Monday, November 18, 2013

On Turning 20

On October 12, 1993, a child was born in the city of Palmerston North, New Zealand. Some 20 years later, that same child sits at a computer keyboard, updating his blog and reflecting upon two decades of life on this crazy planet.

It's hard not to get emotional thinking that my teen years are over and realising that the next 10 years of my life are going to pretty much be whatever I choose to make of them. I'd be lying if I said that there weren't times in my life where I questioned whether I'd even make it this far but here I am, 20 years old, where I want to be, pursuing what I love.

I don't feel much different in any particular respect having hit the end of my 2nd decade of life. Nothing much has changed yet; I still eat breakfast far less often than I probably should, I still put my pants on one leg at a time and I still have a lot of things I'm trying to figure out.

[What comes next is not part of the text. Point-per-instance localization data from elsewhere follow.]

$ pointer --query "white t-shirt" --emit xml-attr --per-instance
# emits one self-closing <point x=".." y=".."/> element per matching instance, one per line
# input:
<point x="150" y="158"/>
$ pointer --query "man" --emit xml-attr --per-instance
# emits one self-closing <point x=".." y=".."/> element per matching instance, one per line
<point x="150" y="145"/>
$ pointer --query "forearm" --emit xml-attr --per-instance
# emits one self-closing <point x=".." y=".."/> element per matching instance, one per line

I guess the biggest difference is my outlook on things to come. Everyone has a hard time growing up. It's awkward learning things by trial and error, there are some things we have to experience multiple times to get the lesson out of it and it sucks having to deal with that while going through dramatic physical and emotional developmental changes.

As a no-longer-teen-ager I feel like I am better equipped to deal with the lessons life throws at me. I don't have as much of the blind teen angst any more. I don't have the stress of learning to juggle sports, school and band schedules. I've been through enough interpersonal relationships to have a fair idea of how to treat someone, how I should be treated and what to do when things aren't right.That said, I make no claim to having everything figured out. I just think that I have a much better set of coping strategies for when things do go to shit than I had at 13 or 15 or even 18.

I'm hopeful that my 20s will be my best decade yet and that when I write my "On Turning 30" post in ten years I'll have a much bigger readership and a long list of accomplishments to reflect on. Who knows, by then maybe my children will be reading this, wondering what their crazy father is on about because they'll be too young to have any kind of perspective on any of this stuff yet. I'd be okay with that.

For now, I'm young enough to have my whole life ahead of me and old enough to do something about it. Here's to living outside the comfort zone, taking giant leaps of faith and looking back with a smile. I'm proud of who I am, I'm proud of how I got to being who I am and I wouldn't trade the last 20 years of my life for anything. May the crazy ride continue.